Spending about an hour on debugging I got really close to the source of the 
problem.
The main problem is that DiGraph (and probably Graph also but I did not test 
this) is making the labels unique, even if the labels are not hashable. This 
is very wrong and might lead to really hard to find bugs as these.

The problem is demonstrated below:

sage: G=DiGraph([[0,1,2]],loops=g.allows_loops(),sparse=True) 
sage: G.add_edge(0,1,[])
sage: G.add_edge(0,2,[])        
sage: G.edge_label(0,1) is G.edge_label(0,2)
True

But note that:

sage: [] is []
False

So DiGraph actually discarded the second list and kept the first one and 
used that also for the label of the edge [0,2]. This leads to unpredictable 
results such as:

sage: G.edge_label(0,2).append(3)
sage: G.edge_label(0,1)
[3]

(notice the two edges above are different edges).

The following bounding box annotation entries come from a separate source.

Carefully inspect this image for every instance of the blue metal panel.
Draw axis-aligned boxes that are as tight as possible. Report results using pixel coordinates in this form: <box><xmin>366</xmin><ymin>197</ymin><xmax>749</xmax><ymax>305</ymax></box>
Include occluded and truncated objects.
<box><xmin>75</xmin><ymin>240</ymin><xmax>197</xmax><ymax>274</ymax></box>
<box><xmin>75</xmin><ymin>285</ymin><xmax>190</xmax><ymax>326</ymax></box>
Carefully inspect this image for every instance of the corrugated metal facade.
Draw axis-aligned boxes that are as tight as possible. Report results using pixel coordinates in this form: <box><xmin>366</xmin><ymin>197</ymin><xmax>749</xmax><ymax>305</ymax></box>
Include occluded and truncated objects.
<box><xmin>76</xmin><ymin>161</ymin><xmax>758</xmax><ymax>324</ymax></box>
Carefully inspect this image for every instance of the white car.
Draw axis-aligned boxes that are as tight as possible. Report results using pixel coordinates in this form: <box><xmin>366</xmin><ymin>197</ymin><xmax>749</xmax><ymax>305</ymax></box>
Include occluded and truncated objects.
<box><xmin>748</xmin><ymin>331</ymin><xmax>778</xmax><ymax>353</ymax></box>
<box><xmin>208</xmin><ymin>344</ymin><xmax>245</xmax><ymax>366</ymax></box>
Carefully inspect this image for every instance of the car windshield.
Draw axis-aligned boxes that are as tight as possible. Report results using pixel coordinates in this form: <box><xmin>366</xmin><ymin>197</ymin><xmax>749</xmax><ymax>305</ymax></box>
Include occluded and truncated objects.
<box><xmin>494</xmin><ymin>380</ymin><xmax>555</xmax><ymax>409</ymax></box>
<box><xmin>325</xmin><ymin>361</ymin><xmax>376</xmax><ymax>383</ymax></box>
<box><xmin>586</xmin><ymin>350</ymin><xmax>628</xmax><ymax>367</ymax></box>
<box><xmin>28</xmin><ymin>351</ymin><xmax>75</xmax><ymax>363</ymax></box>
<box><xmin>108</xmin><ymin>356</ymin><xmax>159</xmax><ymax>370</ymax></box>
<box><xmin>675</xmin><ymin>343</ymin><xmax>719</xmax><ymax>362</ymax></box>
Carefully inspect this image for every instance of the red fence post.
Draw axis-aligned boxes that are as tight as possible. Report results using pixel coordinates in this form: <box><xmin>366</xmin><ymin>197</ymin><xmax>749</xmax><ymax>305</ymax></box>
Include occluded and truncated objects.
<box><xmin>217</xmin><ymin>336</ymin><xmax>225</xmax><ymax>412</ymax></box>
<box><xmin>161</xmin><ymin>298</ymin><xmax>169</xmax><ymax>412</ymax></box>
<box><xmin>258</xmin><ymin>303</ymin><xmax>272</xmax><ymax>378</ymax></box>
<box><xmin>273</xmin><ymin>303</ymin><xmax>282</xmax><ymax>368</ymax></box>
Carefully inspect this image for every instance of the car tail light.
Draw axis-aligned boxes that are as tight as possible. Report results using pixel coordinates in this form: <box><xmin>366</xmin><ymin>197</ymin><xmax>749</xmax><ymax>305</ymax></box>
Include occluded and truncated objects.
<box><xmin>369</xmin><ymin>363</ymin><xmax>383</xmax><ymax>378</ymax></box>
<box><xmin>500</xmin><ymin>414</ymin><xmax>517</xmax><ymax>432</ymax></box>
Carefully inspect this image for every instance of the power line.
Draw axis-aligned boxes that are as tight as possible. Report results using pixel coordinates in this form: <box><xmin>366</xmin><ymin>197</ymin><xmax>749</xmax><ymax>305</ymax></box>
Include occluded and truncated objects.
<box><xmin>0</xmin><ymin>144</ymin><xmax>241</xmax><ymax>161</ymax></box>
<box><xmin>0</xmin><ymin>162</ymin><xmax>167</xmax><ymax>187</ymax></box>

The reason why you example breaks of this is because it uses the function:
graph_isom_equivalent_non_edge_labeled_graph
which depends on modifying the labels of a graph.

I don't know if I will have much time to work on this further so it would be 
good if someone took it up from here.

Kind Regards,
Maarten Derickx

ps. don't change the code in graph_isom_equivalent_non_edge_labeled_graph, 
although that is where the error is really coming from, i think the code 
there is correct and I blame the DiGraph for making non hashable things 
unique!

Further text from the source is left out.